By way of background, VAT is the sales tax system which, when it was launched in April 1967, was recommended to members because – in the words of the recital to the First VAT Directive - "…a system of value added tax achieves the highest degree of simplicity…".

Such was that "highest degree of simplicity", however, that it has now been replaced by the VAT Sixth Directive (77/388/EEC). And to ensure it was made even simpler, that Directive since has been further amended by Directives 80/368/EEC, 84/386/EEC, 89/465/EEC, 91/680/EEC, 92/77/EEC, 92/111/EEC, 94/4/EC, 94/5/EC, 94/76/EC, 95/7/EC, 96/42/EC, 98/80/EC, 1999/49/EC, 1999/59/EC, 1999/85/EC, 2000/17/EC, 2000/65/EC, 2001/4/EC, 2001/115/EC, 2002/38/EC, 2002/93/EC, 2003/92/EC, 2004/7/EC, 2004/14/EC, 2004/66/EC, 2005/92/EC, 2006/18/EC, 2006/69/EC and 2006/98/EC.

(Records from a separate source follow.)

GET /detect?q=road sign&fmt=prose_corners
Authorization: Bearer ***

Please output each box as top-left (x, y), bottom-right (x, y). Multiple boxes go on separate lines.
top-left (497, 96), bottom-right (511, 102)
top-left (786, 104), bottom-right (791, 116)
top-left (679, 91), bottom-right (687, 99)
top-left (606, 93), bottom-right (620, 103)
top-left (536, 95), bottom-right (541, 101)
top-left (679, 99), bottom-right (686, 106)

This list, as you will fully appreciate, omits the accompanying EU Regulations and, of course, the full list of the other simplifying proposals in the pipeline - all to make the VAT system even simpler of course.

However, for the EU commission, mere perfection is never enough. So, intent on giving the system an even higher-than-highest degree of simplicity, on 29 October 2004, it published a proposal for yet another directive amending Directive 77/388/EEC.

This was to provide for "detailed rules for the refund of value added tax ... to taxable persons not established in the territory of the country but established in another Member State."

So simple is this proposition that it scarce needs any explanation but for those who have difficulty keeping up with the crystal clarity of the Commission's thinking, this simply allows for VAT on supplies of services between VAT registered persons ("business to business") to be applied in the purchaser's country rather than in the supplying country. Furthermore, it was also intended to reduce the administrative burden on businesses by harmonising VAT rules currently applicable to services supplied to businesses and private individuals.

The proposal has special application to electronic services, like internet, telecommunications systems, satellite and media services where cross-border trading is the norm. But it was also one fraught with danger, making it easier for criminals to milk the system.

As it happens, though, Luxembourg – at 15 percent - has kept its service tax at one of the lowest levels in the EU, well below neighbouring Germany, which recently raised its to 19 percent. This has been a deliberate ploy to attract lucrative service businesses. The tax advantages have attracted iTunes, Skype, eBay, Amazon.com, AOL and other big internet companies to set up shop in the Dutchy. The government is not anxious to see them go.

Thus, even when the ultra communautaire Luxembourg is involved, national interest will always prevail. "We have not made ourselves extremely popular in Europe," says prime minister Juncker, but he then adds: "Here, an essential interest of Luxembourg was at stake and therefore today I had no other possibility than to say no."

Kovacs is now looking to an end of year deadline to reach a compromise with Luxembourg, adding that he was optimistic that it would be done. Optimistic he might be but there is big money at stake – and money talks.